Ensure that the remote control can be used by people who have difficulty reading or understanding text or symbols
People with low literacy, reading disorders, cognitive or intellectual impairments may have difficulty reading, understanding and remembering text and graphical symbols that are not simple, familiar and unambiguous.
There are different buttons, you get confused with them. There’s different buttons for different things.
Guidelines survey respondent.
Directions and techniques
Make text labels and icons simple and intuitive (high priority)
Icons or button shapes on the remote control should correspond to the icons used on screen. This will make it much easier for people to identify the right button without having to read a label or understand a symbol.

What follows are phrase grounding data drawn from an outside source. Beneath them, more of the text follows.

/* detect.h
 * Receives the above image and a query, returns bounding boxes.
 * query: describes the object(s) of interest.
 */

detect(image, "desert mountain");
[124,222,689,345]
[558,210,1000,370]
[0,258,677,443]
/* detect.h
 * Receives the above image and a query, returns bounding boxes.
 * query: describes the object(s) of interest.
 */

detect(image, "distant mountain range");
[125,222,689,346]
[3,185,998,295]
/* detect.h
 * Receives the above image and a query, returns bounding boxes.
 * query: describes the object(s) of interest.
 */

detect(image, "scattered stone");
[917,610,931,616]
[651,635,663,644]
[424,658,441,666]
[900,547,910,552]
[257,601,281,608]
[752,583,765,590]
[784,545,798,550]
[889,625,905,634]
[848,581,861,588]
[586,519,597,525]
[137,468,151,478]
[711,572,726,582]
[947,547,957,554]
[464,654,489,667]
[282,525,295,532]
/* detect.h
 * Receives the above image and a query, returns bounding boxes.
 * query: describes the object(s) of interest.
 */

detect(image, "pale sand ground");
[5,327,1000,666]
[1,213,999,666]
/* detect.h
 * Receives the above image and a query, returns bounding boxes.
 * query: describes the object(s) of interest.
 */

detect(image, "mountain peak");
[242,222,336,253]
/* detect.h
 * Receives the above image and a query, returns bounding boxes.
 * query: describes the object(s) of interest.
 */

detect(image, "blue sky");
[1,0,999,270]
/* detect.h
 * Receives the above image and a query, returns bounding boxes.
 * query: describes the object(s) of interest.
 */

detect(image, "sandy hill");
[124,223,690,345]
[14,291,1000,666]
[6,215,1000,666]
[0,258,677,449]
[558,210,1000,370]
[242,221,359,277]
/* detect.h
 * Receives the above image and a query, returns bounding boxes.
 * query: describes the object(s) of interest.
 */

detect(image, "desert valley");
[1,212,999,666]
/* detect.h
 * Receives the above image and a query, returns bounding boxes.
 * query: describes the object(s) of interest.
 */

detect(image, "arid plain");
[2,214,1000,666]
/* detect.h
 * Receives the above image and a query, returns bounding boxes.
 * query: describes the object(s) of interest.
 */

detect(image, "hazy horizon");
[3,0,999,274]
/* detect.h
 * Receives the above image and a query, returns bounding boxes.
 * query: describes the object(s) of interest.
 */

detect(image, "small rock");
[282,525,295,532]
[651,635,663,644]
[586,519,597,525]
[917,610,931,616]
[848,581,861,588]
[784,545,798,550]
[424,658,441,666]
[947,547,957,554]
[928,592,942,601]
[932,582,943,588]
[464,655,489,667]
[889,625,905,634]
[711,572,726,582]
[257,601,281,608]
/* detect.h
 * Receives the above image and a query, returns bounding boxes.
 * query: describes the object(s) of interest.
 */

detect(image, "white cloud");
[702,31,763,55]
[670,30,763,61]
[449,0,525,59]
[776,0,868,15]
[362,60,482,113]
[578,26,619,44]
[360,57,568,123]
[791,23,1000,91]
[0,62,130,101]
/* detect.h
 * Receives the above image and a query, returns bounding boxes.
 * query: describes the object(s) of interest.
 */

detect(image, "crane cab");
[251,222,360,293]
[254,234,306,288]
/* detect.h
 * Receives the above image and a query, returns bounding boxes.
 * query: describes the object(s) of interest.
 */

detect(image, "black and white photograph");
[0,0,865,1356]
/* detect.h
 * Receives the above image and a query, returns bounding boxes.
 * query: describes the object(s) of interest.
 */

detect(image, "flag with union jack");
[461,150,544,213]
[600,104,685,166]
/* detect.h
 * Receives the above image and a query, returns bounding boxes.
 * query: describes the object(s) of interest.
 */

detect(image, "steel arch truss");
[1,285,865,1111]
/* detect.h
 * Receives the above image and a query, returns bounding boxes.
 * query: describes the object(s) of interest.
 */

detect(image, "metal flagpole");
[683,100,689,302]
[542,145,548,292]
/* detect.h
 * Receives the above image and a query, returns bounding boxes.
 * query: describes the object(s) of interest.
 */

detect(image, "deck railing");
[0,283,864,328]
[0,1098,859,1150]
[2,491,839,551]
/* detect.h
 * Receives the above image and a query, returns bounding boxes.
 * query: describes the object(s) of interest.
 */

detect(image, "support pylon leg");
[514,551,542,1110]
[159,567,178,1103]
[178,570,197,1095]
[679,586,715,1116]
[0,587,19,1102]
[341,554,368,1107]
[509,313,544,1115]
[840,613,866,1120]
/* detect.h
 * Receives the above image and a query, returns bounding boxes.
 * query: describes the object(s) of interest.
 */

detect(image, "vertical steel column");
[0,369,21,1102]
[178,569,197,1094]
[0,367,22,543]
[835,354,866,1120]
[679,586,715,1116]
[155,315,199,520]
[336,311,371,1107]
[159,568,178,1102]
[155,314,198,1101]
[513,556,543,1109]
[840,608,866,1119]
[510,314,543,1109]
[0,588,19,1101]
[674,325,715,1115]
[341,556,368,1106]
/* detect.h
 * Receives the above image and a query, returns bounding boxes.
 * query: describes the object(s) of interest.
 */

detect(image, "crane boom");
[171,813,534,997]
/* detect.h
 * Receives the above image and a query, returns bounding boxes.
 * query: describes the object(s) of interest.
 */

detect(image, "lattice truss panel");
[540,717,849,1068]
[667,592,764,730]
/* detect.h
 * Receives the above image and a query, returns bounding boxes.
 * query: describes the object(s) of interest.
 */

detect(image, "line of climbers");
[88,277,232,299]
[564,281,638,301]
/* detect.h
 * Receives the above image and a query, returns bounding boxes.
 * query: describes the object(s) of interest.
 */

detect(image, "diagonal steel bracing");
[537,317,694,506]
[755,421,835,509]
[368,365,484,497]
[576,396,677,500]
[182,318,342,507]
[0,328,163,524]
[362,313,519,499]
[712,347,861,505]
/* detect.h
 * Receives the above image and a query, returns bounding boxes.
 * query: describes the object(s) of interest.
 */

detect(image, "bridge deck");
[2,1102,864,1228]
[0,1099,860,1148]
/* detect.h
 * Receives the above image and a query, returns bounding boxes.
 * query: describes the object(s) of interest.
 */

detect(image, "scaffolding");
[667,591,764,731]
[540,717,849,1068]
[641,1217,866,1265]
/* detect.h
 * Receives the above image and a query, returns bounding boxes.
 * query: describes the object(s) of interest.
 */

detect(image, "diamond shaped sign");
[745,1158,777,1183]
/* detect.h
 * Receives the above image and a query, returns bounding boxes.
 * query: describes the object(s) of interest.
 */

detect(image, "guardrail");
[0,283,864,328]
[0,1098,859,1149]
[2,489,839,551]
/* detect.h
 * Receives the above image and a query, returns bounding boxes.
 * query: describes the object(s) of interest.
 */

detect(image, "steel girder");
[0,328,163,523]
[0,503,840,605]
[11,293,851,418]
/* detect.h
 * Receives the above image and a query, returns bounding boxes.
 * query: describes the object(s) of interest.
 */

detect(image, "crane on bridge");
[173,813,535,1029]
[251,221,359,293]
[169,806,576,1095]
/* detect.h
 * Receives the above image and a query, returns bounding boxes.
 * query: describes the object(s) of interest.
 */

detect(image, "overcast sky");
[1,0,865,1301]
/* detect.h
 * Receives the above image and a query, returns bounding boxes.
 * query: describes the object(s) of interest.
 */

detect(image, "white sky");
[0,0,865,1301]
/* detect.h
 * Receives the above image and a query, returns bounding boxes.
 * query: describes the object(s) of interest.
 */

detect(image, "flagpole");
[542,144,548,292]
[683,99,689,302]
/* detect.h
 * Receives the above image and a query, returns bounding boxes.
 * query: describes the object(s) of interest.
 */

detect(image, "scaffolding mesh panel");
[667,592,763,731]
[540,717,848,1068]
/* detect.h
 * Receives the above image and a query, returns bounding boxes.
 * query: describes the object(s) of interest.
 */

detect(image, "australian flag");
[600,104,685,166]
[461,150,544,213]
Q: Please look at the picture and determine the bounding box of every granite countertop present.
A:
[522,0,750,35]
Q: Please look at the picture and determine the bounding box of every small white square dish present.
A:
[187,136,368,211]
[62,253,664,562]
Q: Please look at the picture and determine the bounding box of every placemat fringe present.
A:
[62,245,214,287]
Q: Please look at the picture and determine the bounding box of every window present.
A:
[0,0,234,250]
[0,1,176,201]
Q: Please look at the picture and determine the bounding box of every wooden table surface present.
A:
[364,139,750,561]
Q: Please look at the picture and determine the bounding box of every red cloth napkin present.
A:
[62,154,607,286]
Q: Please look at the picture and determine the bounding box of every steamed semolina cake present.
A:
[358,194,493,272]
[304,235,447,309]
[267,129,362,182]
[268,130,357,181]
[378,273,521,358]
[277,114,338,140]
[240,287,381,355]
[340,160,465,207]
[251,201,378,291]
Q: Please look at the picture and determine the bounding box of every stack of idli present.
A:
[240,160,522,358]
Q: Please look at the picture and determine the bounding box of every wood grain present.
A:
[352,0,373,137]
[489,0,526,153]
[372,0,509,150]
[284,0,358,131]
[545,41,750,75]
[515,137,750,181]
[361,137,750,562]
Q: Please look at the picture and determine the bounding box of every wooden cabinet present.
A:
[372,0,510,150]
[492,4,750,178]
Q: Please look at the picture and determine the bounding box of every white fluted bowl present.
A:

Standard icons & labels should be used wherever possible, so that associations previously learned on other products can be applied without the need for new learning. An example is the use of the standard italic ‘i’ for information. For guidance, refer to the online database ofGraphical Symbols for Use on Equipment (requires password) which is maintained by IEC (International Electrotechnical Commission) and ISO (International Organisation for Standardisation).
Maximise information by using both graphical symbols and text labels
Buttons should have easily recognisable and memorable graphical symbols as an aid for people who have difficulty understanding or reading text. Similarly, text labels should also be provided for people who have difficulty understanding or remembering symbols.
How you could test for this
To find out whether text labels and graphical symbols are easily read, it is necessary to run tests with people who might have difficulty, including people with vision impairments, cognitive impairments, intellectual impairments or reading disorders. Tests should encompass understanding, distinguishing and remembering. This is often referred to as ‘guessability’ and ‘learnability’.